A million and a half dollars from HHS was put toward building the space, and approximately an additional $400,000 was received from various vendors in the form of hardware, software and services. Besides IBM, Cisco, HP and Microsoft, other vendors include CompuCom Systems, Dell Canada, gluPLUG, NetApp, Nortel, and Panduit Canada.

It took six years to convince the hospital to build the facility, find the space, and collaborate with architects and designers, recalled Farrow, and another year to actually build it. Now, the dual function of the hub – innovation and collaboration – aligns with HHS’ Vision 2010, he said, which is an initiative the hospital embarked upon a year-and-a-half ago “around how we’re bringing technology to the bedside, to the people that need it, and recognizing the mobile nature of healthcare.”

As HHS implemented its new strategy for healthcare, Farrow said “we needed a facility that would help move that innovation along faster.”

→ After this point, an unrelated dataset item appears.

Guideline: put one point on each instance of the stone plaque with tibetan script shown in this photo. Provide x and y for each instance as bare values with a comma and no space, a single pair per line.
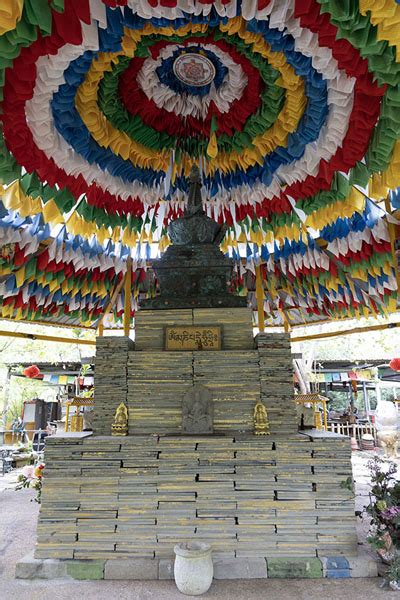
198,337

Technologies successfully tested in the hub will eventually be extended across the six clinics and cancer centre in HHS’ network. And beyond that, HHS is working to deploy those technologies at other nearby hospitals in its Local Health Integration Network (LHIN).

CompuCom Systems donated $50,000 worth of services and hardware to the hub, and also participated in amassing donations from the other vendors toward HHS. CompuCom’s account executive for healthcare, Claudio diGirolamo, said the company’s contribution is an enabler for the new healthcare technology at HHS. “We understand the importance of health care and the ability of IT to drive out the innovation into healthcare today,” said diGirolamo.